Bewertung vom 24.03.2023
Gib mir deine Angst
Konen, Leah

Gib mir deine Angst


ausgezeichnet

Ein fesselnder Psychothriller mit zwei unzuverlässige Erzählerinnen

Inhalt: Eigentlich wollte Sam mit ihren beiden Freundinnen Margaret und Diana einen entspannten Wochenendausflug in die Adirondacks machen. Alle drei hatten vor Kurzem unschöne Trennungen erlebt und möchten sich von dem Stress, den diese mit sich brachten, erholen. Doch an einer Tankstelle endet die Fahrt unfreiwillig; der Wagen steht still – ausgerechnet in Catskill, wo Sams Ex-Mann mit seiner neuen Partnerin wohnt. Da die Autoreparatur erst am nächsten Tag fertig ist, müssen Sam, Margaret und Diana wohl oder übel die Nacht in Catskill verbringen. Das Beste aus der Situation machend, besuchen die drei das Eamon’s, eine Bar vor Ort. Doch als Margaret und Sam am nächsten Morgen verkatert im Ferienhaus wach werden, ist Dianas Bett unbenutzt – und kurze Zeit später wird eine Leiche in der Nähe des Eamon’s gefunden…

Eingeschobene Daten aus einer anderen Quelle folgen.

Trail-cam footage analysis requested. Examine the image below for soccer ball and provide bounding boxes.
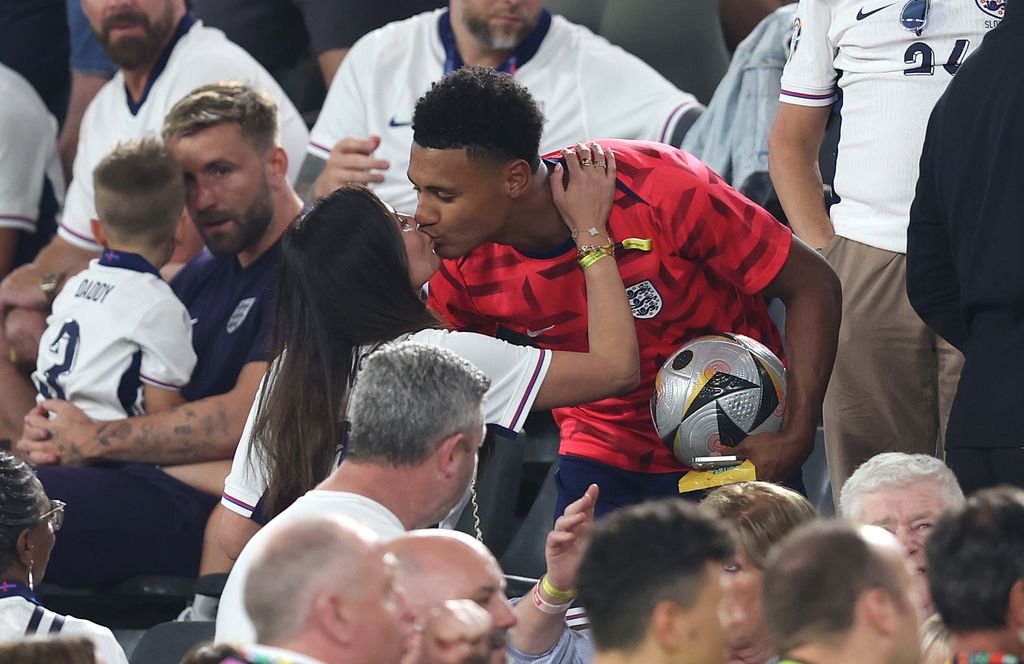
[650,333,785,465]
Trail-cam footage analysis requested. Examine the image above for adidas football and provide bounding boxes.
[650,333,785,465]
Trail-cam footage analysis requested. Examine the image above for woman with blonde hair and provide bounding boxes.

Persönliche Meinung: „Gib mir deine Angst“ ist ein Psychothriller von Leah Konen. Erzählt wird die Handlung wechselweise aus den Ich-Perspektiven von Sam und Margaret, deren Sorgen und Ängste um ihre verschwundene Freundin anschaulich dargestellt werden. Spannung entsteht im Thriller besonders dadurch, dass viele der Figuren Geheimnisse in sich verbergen, sodass man als Lesender nicht genau weiß, wem man vertrauen kann. Das gilt vor allem für die beiden Ich-Erzählerinnen Margaret und Sam: Beide erzählen ihren Freundinnen nicht alles, verdrehen in bestimmten Momenten die Wahrheit und besitzen dadurch jeweils Züge einer unzuverlässigen Erzählinstanz. Dementsprechend schwierig ist es während der Lektüre, die beiden „richtig“ einzuschätzen; vor dem Hintergrund ihrer Verheimlichungen ist man permanent unsicher, wozu die beiden noch fähig sind. Für weitere Spannung sorgen einige in der Handlung platzierte falsche Fährten, die oft mit unerwarteten Wendungen einhergehen. Der Erzählstil von Leah Konen ist sehr flüssig und fesselnd, sodass man einerseits nur so durch die Seiten des Buches fliegt, andererseits den Thriller kaum beiseitelegen kann. Das Ende des Thrillers trumpft mit einem zweifachen Twist auf, der mir insgesamt gut gefallen hat – gleichzeitig blieb für mich aber die Hintergrundgeschichte einer Figur, die bei der Auflösung eine große Rolle spielt, etwas zu sehr im Dunkeln. Insgesamt ist „Gib mir deine Angst“ ein spannender, fesselnd geschriebener Psychothriller, der mir besonders aufgrund seiner beiden unzuverlässigen Erzählerinnen gefallen hat.

Bewertung vom 20.02.2023
Wer die Hölle kennt / Alex Stern Bd.2
Bardugo, Leigh

Wer die Hölle kennt / Alex Stern Bd.2


ausgezeichnet

Eine gelungene Fortsetzung

Vorab: Da es sich bei „Wer die Hölle kennt“ um den zweiten Band der „Alex Stern“-Reihe handelt, finden sich in der Rezension leichte Spoiler zu „Das neunte Haus“, dem ersten Band der Reihe.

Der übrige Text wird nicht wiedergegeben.